Breaking Eggs And Making Omelettes

Topics On Multimedia Technology and Reverse Engineering


Archives:

Meta:

Zombie Artifacts

January 30th, 2008 by Multimedia Mike

I was monitoring the processes on a build machine via ‘top’ during the testing phase of a FATE build/test cycle. At the top of the list was ‘ffmpeg <defunct>’. I was a bit concerned about FFmpeg zombie processes until I noticed that the PID attached to the zombie was steadily increasing at each refresh.


Zombies from Capcom's Ghosts N Goblins game

It turns out that these zombies are merely an artifact of the current infrastructure. According to the profiling information from my build/test script, the ‘test’ phase always seems to take 71 seconds to execute, give or take a second, regardless of platform. Incidentally, there are presently 71 active tests in the FATE suite. This led me to recognize that the build/test script is comically inefficient in this respect and that it should be possible to blaze through the tests much more quickly, and perhaps during the build phase as well, provided that not much has changed in the source (the build machines leverage ccache).

At issue is the way in which the script runs commands. It uses the Python subprocess module to spin off a process, monitor the stdout and stderr on separate pipes, and also kill the process if it runs too long. The upshot of the current method is that the script always waits at least 1 second before first checking if the child has finished. This leads to the zombies since the child FFmpeg process has finished but is waiting for its parent to wait for its final status code. I am working on revising this algorithm to be considerably more efficient, particularly since I anticipate eventually having many hundreds of individual tests in the suite.

Here’s another curious artifact I have observed regarding profiling. Python’s os module provides a nifty times() function that returns a bunch of useful timing data. Among the 5 values returned is the cumulative time that child processes of the main process have spent running on the CPU. I thought this would be perfect for profiling since it only accounts for CPU runtime, no I/O time. In reality, I am thinking that the OS simply counts the number of times that a process gets to run on the CPU and multiplies that by 10 milliseconds. At least, empiricial evidence suggests that to be the case since every test seems to complete in a time evenly divisible by 10 msec. I suppose this is good enough for the time being. Fortunately, there are some tests that run long enough for substantial differences to be observed between platforms.

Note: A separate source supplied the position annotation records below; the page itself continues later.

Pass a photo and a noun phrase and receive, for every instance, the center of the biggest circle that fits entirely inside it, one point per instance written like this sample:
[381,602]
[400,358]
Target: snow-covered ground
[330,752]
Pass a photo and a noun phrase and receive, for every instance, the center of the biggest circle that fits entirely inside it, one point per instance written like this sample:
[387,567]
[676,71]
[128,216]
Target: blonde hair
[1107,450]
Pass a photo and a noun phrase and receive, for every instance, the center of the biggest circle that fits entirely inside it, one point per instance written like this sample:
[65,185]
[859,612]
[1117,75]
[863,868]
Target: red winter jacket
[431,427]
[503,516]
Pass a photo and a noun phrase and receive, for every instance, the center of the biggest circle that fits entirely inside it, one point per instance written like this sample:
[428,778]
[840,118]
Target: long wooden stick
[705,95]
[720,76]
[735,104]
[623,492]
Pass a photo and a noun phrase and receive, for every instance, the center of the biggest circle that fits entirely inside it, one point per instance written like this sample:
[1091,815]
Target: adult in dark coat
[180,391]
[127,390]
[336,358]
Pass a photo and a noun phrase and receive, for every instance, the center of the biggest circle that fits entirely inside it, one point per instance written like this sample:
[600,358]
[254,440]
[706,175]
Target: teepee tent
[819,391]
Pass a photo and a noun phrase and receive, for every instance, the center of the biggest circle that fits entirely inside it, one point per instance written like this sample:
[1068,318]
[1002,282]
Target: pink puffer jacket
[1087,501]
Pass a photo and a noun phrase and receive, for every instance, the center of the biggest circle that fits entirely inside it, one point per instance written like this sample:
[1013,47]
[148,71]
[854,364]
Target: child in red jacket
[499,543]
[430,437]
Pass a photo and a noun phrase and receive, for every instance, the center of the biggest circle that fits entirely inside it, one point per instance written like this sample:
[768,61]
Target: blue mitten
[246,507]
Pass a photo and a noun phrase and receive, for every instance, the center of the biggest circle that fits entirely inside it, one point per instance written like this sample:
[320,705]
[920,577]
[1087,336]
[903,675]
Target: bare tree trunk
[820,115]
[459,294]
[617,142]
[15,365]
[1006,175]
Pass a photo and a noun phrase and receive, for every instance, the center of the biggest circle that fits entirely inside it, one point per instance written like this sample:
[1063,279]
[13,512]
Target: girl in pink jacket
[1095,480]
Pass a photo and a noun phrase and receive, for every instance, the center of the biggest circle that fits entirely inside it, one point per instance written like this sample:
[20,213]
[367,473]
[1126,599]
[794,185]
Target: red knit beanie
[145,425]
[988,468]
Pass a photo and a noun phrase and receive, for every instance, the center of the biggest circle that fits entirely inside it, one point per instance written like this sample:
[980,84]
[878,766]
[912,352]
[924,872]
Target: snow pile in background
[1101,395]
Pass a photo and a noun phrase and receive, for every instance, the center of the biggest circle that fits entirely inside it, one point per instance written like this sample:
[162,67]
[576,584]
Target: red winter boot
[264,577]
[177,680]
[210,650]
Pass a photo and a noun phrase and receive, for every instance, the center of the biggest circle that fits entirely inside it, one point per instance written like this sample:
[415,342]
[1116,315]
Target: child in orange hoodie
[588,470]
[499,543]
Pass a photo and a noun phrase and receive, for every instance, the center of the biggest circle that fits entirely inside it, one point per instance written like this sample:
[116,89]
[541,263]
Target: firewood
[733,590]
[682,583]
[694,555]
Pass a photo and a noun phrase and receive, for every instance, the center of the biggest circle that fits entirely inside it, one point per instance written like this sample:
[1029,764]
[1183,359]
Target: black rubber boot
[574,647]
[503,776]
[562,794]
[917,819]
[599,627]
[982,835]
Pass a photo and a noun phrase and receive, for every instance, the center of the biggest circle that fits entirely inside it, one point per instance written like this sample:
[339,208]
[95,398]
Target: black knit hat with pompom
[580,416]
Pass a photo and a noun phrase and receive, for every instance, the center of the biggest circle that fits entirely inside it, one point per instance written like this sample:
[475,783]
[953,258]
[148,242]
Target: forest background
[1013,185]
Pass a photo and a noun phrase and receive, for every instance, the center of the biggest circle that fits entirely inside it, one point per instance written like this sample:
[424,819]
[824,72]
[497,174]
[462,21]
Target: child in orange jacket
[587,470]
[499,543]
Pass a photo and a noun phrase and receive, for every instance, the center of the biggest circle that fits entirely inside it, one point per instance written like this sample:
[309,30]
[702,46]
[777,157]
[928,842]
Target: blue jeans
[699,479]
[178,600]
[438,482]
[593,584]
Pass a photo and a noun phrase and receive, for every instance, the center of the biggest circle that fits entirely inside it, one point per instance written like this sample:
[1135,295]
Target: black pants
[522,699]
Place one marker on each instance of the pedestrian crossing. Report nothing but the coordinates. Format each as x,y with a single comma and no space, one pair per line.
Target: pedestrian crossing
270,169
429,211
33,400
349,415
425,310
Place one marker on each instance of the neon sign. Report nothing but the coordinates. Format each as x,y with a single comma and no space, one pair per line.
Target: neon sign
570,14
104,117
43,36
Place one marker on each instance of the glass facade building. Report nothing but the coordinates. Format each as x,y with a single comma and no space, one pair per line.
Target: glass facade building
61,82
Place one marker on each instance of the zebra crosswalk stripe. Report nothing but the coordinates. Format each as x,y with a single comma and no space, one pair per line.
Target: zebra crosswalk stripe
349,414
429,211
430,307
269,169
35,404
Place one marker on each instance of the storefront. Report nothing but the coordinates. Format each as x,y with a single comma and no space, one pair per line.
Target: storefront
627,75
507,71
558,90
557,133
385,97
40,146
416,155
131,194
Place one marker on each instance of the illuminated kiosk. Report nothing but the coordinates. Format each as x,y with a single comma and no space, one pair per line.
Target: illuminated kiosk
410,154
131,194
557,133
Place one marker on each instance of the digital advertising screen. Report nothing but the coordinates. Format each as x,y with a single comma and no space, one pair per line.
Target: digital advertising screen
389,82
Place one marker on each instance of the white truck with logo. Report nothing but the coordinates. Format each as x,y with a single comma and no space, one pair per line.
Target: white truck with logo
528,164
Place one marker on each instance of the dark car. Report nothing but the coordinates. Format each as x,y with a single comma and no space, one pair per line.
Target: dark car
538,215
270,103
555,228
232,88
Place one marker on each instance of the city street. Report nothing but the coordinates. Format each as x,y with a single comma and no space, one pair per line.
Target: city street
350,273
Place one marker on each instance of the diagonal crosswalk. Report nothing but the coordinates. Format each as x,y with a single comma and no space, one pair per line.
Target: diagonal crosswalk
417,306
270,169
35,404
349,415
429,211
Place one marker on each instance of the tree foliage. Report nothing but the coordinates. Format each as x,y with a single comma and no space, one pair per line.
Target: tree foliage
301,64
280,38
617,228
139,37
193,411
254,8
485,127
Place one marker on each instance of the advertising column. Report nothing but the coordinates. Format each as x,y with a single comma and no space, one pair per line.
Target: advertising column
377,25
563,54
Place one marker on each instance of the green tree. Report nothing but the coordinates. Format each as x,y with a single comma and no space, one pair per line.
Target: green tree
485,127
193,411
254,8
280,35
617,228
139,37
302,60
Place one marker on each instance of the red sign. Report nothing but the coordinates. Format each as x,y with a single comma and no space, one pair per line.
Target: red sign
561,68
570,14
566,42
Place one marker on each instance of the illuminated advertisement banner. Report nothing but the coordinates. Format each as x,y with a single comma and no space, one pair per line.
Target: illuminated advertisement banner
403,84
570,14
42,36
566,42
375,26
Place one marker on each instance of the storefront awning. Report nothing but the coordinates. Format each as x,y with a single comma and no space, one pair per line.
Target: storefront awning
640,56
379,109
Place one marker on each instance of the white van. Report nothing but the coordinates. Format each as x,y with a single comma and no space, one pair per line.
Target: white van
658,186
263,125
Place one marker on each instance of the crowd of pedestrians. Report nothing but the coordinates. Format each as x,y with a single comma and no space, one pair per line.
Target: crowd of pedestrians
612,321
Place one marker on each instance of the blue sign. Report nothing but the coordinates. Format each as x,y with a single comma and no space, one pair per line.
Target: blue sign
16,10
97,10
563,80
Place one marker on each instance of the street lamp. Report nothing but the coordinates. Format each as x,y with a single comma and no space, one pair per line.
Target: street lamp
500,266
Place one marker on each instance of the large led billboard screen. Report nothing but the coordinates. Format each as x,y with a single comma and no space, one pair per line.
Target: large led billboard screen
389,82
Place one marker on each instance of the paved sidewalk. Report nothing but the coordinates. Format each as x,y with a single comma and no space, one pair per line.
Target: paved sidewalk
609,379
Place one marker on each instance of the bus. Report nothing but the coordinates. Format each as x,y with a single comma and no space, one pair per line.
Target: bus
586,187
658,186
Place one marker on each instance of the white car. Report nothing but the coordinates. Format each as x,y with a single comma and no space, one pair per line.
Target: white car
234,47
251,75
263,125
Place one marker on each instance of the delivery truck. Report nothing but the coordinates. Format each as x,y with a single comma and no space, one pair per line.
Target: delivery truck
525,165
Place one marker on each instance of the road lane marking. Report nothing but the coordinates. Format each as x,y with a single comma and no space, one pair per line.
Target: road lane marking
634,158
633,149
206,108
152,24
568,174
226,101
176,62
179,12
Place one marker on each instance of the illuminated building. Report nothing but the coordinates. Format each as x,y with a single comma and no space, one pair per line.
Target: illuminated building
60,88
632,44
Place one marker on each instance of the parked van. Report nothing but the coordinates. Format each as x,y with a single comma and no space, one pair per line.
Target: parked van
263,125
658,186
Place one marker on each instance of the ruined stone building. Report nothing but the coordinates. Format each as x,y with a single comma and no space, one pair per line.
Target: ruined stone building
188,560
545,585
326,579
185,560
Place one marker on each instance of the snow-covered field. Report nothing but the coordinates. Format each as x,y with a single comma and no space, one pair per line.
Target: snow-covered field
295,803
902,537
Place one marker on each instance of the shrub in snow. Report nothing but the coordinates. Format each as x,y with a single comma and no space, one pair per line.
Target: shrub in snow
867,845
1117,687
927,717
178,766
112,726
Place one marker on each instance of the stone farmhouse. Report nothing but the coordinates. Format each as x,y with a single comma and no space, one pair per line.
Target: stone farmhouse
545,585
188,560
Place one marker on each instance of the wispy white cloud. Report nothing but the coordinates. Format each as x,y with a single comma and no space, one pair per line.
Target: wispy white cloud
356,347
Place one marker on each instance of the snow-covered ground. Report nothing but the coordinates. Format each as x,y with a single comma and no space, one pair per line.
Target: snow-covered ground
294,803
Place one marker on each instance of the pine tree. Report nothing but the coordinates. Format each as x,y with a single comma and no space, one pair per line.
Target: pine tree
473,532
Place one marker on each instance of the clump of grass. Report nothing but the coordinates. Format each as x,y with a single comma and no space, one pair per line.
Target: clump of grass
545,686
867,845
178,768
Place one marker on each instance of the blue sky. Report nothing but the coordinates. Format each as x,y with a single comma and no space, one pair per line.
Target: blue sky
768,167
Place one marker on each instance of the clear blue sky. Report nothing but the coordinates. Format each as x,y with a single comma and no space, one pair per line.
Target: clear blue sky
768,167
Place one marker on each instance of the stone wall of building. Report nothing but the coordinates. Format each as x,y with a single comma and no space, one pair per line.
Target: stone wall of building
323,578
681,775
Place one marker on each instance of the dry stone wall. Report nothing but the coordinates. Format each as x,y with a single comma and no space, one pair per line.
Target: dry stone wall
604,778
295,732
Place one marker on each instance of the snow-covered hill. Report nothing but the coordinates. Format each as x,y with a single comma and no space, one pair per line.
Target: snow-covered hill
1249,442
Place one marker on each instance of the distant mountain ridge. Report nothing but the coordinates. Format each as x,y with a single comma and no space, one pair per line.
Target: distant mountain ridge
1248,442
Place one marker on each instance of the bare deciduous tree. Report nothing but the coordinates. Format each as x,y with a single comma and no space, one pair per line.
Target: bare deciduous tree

For example, the test designated h264-conformance-ba1_ft_c takes on the order of 1280 ms on PPC, 160 ms on x86_32, and 400 ms on x86_64 (all with gcc 4.2.2 compilation on Linux). Of course, those numbers should not be compared with each other, but with the same test run over time on the same CPU.

I’m open to more profiling ideas. Perhaps FFmpeg could include new command line options for fine grain testing of certain modules, or come with separate test programs to achieve the same. E.g., push a few hundred test vectors through DCT/IDCT and log the nominal timing from the timestamp counter for later graphing. For all I know, FFmpeg already has some options to achieve this (usually when I propose a new FFmpeg testing feature to Michael, he helpfully advises that said feature has been in the codebase for years).

Posted in FATE Server | 2 Comments »

64-bit Builds Are A Go

January 29th, 2008 by Multimedia Mike

Please join me in welcoming the newest member of the FATE build farm: a 64-bit Ubuntu Linux session for pure 64-bit builds. The machine is actually a Mac Mini Core 2 Duo 2.0 GHz running VMware Fusion. Ideally, it would be nice to use the same machine for Mac OS X autobuilding and testing. Per my understanding, however, the base FFmpeg tree is not immediately build ready due to a conflict with the gcc version shipped with Apple’s default Xcode environment.


Apple Mac Mini

A pristine, dignified, stylized piece of Mac hardware, and what do I have it doing? Farm work. I also got the Mac Mini to try to delve into this Mac OS environment and see if it could possibly win me over as a full time user. That part isn’t looking too hopeful at this point, but I’m sort of committed to the FATE Server aspect now.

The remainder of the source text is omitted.